Employee Not Awarded Benefits for Injury that Occurred While Taking Employer’s Scrap Metal to Sell for Personal Profit
The Nebraska Court of Appeals was recently faced with an interesting set of facts in Brittain v. H&H Chevrolet, 21 Neb. App. 986 (2014). Brittain worked as a “lot porter” for H&H. One of his duties was to remove trash from the service building and dispose of it in Dumpsters located on the premises. Brittain had a hobby which included scavenging discarded metal from various sources and selling it to a local scrapyard. He stored the metal in his home for approximately 3 months and then sold the metal to a recycling center, making about $20 or $30 per load.
On the date of injury, Brittain loaded a cart with two trash cans from the service building and wheeled them to the Dumpster. While dumping the trash, he noticed a piece of metal, which he decided to salvage. He stopped at his personal vehicle to load the metal so he could take it home and sell it. He testified that the parking lot was clear of snow and ice that day, except for the area near the back of his truck where plowed snow had been piled. Despite the snow and ice, Brittain walked toward the back of his truck to load the metal. After loading, Brittain slipped on the ice and injured his hip. He testified that had he not stopped to put the piece of metal in his truck, he would not have fallen.

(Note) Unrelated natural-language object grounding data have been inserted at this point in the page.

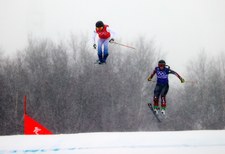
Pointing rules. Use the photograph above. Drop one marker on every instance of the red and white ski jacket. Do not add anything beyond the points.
(106, 33)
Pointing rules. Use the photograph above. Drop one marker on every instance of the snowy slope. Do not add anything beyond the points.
(189, 142)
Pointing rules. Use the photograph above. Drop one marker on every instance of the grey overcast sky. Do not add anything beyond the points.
(180, 28)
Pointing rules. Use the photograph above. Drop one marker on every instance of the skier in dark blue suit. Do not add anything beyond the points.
(162, 85)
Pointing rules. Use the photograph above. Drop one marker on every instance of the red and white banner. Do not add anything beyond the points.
(31, 126)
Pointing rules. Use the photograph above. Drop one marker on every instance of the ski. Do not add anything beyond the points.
(151, 108)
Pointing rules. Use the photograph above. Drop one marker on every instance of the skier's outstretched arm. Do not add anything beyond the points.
(175, 73)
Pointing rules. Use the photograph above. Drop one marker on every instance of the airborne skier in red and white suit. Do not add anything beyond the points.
(162, 85)
(105, 35)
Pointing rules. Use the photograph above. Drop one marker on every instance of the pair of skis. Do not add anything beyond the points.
(156, 115)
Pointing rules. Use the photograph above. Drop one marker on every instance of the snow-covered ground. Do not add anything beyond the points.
(188, 142)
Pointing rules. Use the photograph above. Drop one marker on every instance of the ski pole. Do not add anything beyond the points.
(189, 81)
(123, 45)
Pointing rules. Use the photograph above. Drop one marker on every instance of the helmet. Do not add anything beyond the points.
(99, 24)
(162, 63)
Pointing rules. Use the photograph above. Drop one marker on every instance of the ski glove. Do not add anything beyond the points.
(182, 80)
(149, 78)
(111, 40)
(94, 46)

H&H’s employee handbook included provisions prohibiting “outside employment” and taking “new and used parts” from the premises. Additionally, Brittain never asked H&H for permission to take the metal. However, Brittain testified he did not feel he was breaking any rules by removing the metal pieces from the premises. He further testified that an employee named “John” also recycled items from H&H. The president of H&H testified that “John” was allowed to take certain metal items, on his own time, with permission.
Neb. Rev. Stat. §48-101 states that “when personal injury is caused to an employee by accident or occupational disease, arising out of and in the course of his or her employment, such employee shall receive compensation therefor from his or her employer if the employee was not willfully negligent at the time of receiving such injury.” The trial court found that Brittain’s accident did not arise out of his employment nor did it occur in the course of his employment and therefore found it not compensable. It determined that Brittain had “no work-related business for being at his truck” and that his straying from the path between the service center and the Dumpster constituted a substantial deviation from Brittain’s employment, because the task was performed for personal benefit rather than to fulfill the requirements of his position at H&H.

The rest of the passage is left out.